Kurz ha adottato una strategia politica basata sul rinnovamento, ha imposto le proprie regole al partito ed è riuscito a farsi eleggere all’unanimità. Seppur giovane, il rampollo della politica austriaca ha capito bene quali sono i temi che interessano ai propri cittadini e si farà portatore di regole più stringenti sull’immigrazione e sull’accoglienza dei rifugiati, cercando di rinegoziare gli accordi con Bruxelles. Lo scopo sarà quello di guadagnare voti a destra sottraendoli al Partito della Libertà (FPÖ) che fu di Haider e dare nuovo vigore alla destra moderata. I delegati sembrano aver gradito la cosa, lasciandogli libertà su tutti i fronti, dalla squadra di governo, alla nomina dei delegati, fino al nome stesso della lista. Alle elezioni, che si terranno il 15 ottobre, i popolari si presenteranno con il nome Sebastian Kurz – Neue Volkspartei, nel segno di una personalizzazione estrema della politica.

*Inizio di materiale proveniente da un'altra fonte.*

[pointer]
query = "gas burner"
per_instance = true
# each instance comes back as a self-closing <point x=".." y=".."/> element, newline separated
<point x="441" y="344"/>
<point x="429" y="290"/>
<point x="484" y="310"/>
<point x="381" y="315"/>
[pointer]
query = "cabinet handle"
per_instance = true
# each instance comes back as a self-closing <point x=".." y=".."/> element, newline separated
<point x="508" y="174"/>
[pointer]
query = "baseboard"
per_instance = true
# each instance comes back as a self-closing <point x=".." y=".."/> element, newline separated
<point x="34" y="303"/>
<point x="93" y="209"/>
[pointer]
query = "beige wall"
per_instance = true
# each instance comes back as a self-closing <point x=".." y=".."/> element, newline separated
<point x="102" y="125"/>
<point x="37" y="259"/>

In un incontro tra i capi dei due partiti della coalizione e il presidente della Repubblica Alexander Van Der Bellen si è parlato di “una breve e corretta campagna elettorale da settembre” seguita da elezioni anticipate. Le opposizioni hanno immediatamente colto l’occasione per appoggiare la scelta di una nuova consultazione popolare. Tra queste l’ultradestra FPÖ, guidata da Heinz-Christian Strache, che aveva visto il proprio candidato Norbert Hofer contendersi la presidenza della Repubblica con Van Der Bellen. I sondaggi mostrano una situazione piuttosto incerta con SPÖ e ÖVP al 28% e FPÖ in rapida ascesa al 26%. Da notare che alle presidenziali che incoronarono Van Der Bellen nel dicembre 2016, nessuno dei tradizionali partiti austriaci, SPÖ e ÖVP, riuscì a raggiungere il ballottaggio.

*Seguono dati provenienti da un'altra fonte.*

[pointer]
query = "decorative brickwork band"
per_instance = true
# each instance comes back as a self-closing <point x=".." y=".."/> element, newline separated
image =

L’unica certezza al momento è il desiderio di Kurz di rompere il patto di governo con SPÖ, che molto probabilmente si ritroverà a guidare un governo di minoranza per portare a termine l’approvazione di alcune leggi. Uscire dal governo sarà una strategia importante per distaccarsi dall’immagine dell’establishment e candidarsi come candidato anti-sistema e contendere questo ruolo a FPÖ. La campagna elettorale è breve e, a differenza di Macron, l’austriaco ha solo pochi mesi per confrontarsi con l’elettorato.

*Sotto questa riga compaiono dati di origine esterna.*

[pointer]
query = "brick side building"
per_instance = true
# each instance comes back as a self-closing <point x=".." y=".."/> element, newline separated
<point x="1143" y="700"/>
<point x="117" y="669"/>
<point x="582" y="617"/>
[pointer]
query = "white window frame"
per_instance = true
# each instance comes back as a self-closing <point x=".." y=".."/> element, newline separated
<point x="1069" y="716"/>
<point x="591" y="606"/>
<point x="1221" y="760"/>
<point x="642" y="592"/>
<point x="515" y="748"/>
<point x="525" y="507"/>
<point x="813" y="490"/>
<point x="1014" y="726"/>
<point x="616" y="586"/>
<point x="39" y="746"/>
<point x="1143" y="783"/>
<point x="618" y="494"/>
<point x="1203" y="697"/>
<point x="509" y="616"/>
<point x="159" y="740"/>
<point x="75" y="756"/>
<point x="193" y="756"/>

Alla fine di queste trame di palazzo un vincitore sembra già esserci, è Strache, che ha iniziato a fare campagna elettorale in grande stile, attaccando il giovane rampollo del partito popolare e facendosi forte dei risultati ottenuti a dicembre. Chi governerà l’Austria ancora non è dato saperlo, ma una Große Koalition tra SPÖ e ÖVP non sembra al momento probabile e, chiunque vinca le elezioni, dovrà fare i conti con il Partito della Libertà, che comunque ne uscirà vincitore. Infatti, sia Kurz che il cancelliere Kern sembrano preferire un accordo con l’ultradestra. Insomma, a rimetterci potrebbero essere i rapporti con l’Europa e i profughi in cerca di accoglienza, in uno spostamento dell’asse politico tutta a destra.